Geniş anlamıyla insanların sahip olduğu her türlü imkânı, dar anlamıyla da iktisadî imkânları ifade eden rızık açısından kişiden kişiye farklılıklar bulunduğu herkesin kolayca gözlemleyebileceği bir realitedir. İmkânların paylaşımıyla ilgili olarak beşeriyetin geliştireceği usul ve sistemler ancak daha âdil kabul edilme veya daha ikna edici olma özelliği bakımından başarılı sayılabilir; fakat bu farkların tamamen ortadan kaldırılması mümkün değildir.

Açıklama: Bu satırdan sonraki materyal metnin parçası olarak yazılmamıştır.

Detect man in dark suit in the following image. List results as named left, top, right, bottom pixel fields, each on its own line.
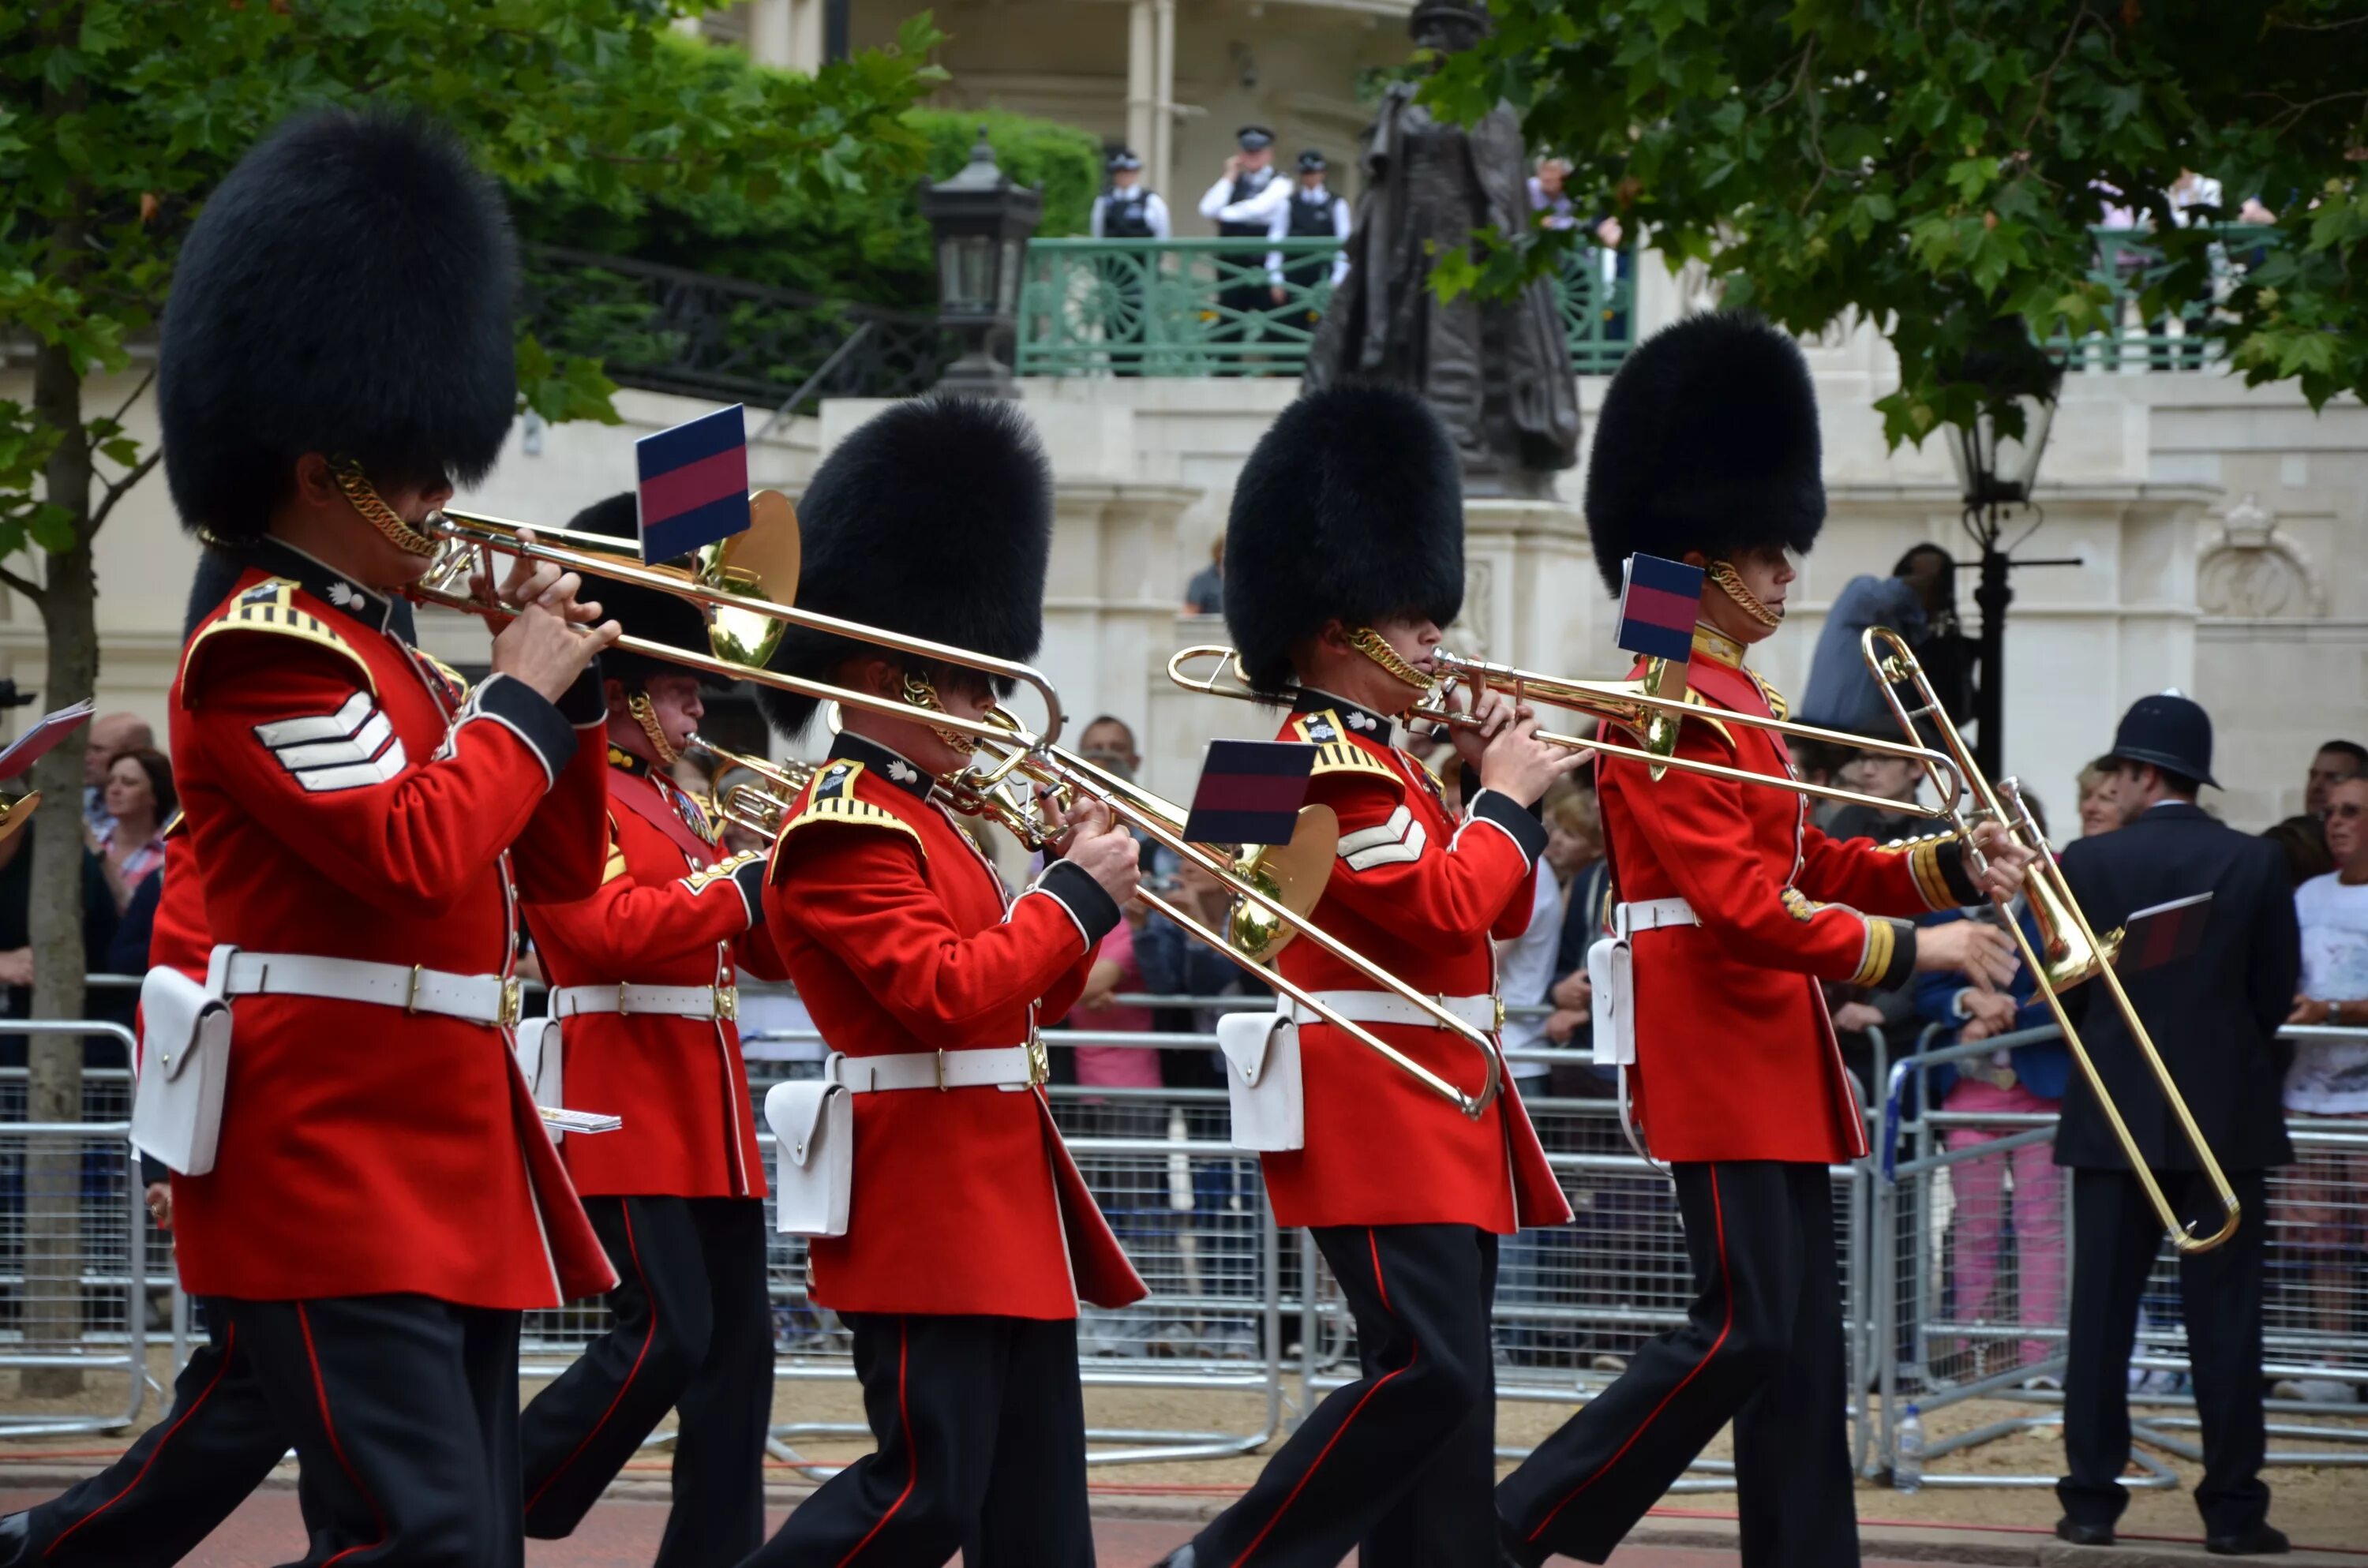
left=2051, top=693, right=2299, bottom=1557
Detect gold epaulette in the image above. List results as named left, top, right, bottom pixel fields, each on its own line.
left=1291, top=710, right=1397, bottom=782
left=766, top=761, right=923, bottom=879
left=178, top=578, right=375, bottom=705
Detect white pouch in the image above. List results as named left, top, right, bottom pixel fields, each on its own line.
left=129, top=946, right=235, bottom=1177
left=766, top=1057, right=852, bottom=1237
left=1216, top=1007, right=1302, bottom=1151
left=512, top=1017, right=564, bottom=1141
left=1587, top=936, right=1635, bottom=1068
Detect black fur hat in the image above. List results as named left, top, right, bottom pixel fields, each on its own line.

Zira bu durum ilâhî iradeden ve bu iradeye bağlı evrensel yasalardan, zihin ve beden güçlerinin eşitsizliği, coğrafya ve iklim farklılıkları, ekonomik ortam ve sistem farkları gibi doğal veya pozitif farklılıklardan kaynaklanmaktadır. 37. âyette söz konusu realiteye dikkat çekilirken “görmezler mi ki” ifadesiyle insanın tanıklığı ön planda tutulmuş, bundan çıkarılacak sonuçlar ve onların pratik hayata yansıtılması hususunda ise “Kuşkusuz bunda iman eden kimseler için ibretler vardır” buyurularak iman esas alınmıştır. Buna göre rızkı verenin Allah olduğuna gönülden inanan kimse için doğru olan, kendisi ile başkaları arasındaki imkân farklılıkları bir bunalım, kıskançlık ve çatışma sebebi olmak yerine kişiyi yüce yaratıcısının lutfundan daha fazla talepte bulunma çabası içine iten bir motivasyon sağlaması, ama elde ettiği imkânların gerçek kaynağını görmezden gelmemesi ve bunların kendisine yüklediği sorumluluğun bilinci içinde hareket etmesidir. Nitekim bu inancın önemine dikkat çekildikten hemen sonra 38. âyette “o halde” diye başlayan bir ifadeyle bu sorumluluğun bazı temel gereklerine değinilmiştir. Bunlardan biri, kişinin yakınlarını görüp gözetmesidir ki, daha sonra nâzil olacak birçok âyette bu ilkeye yapılan vurgu ısrarla sürdürülecek, buna ilâve olarak gönüllü yardım sınırını aşan nafaka ve mirasçılık hükümlerine yer verilecektir (Şîa’ya mensup bazı müfessirlerin yorumuna göre, 32.âyetteki “akrabaya hakkını ver” buyruğunda Hz. Peygamber’e yakınlarının haklarını, özellikle “humus” olarak bilinen savaş gelirlerindeki paylarını vermesi emredilmiş ve âyetin inmesi üzerine Resûlullah Hz. Fâtıma’ya Fedek arazisini vermiştir. Bu yorumunun tarihî verilerle bağdaşmadığı hususunda bk. Derveze, VI, 299-300).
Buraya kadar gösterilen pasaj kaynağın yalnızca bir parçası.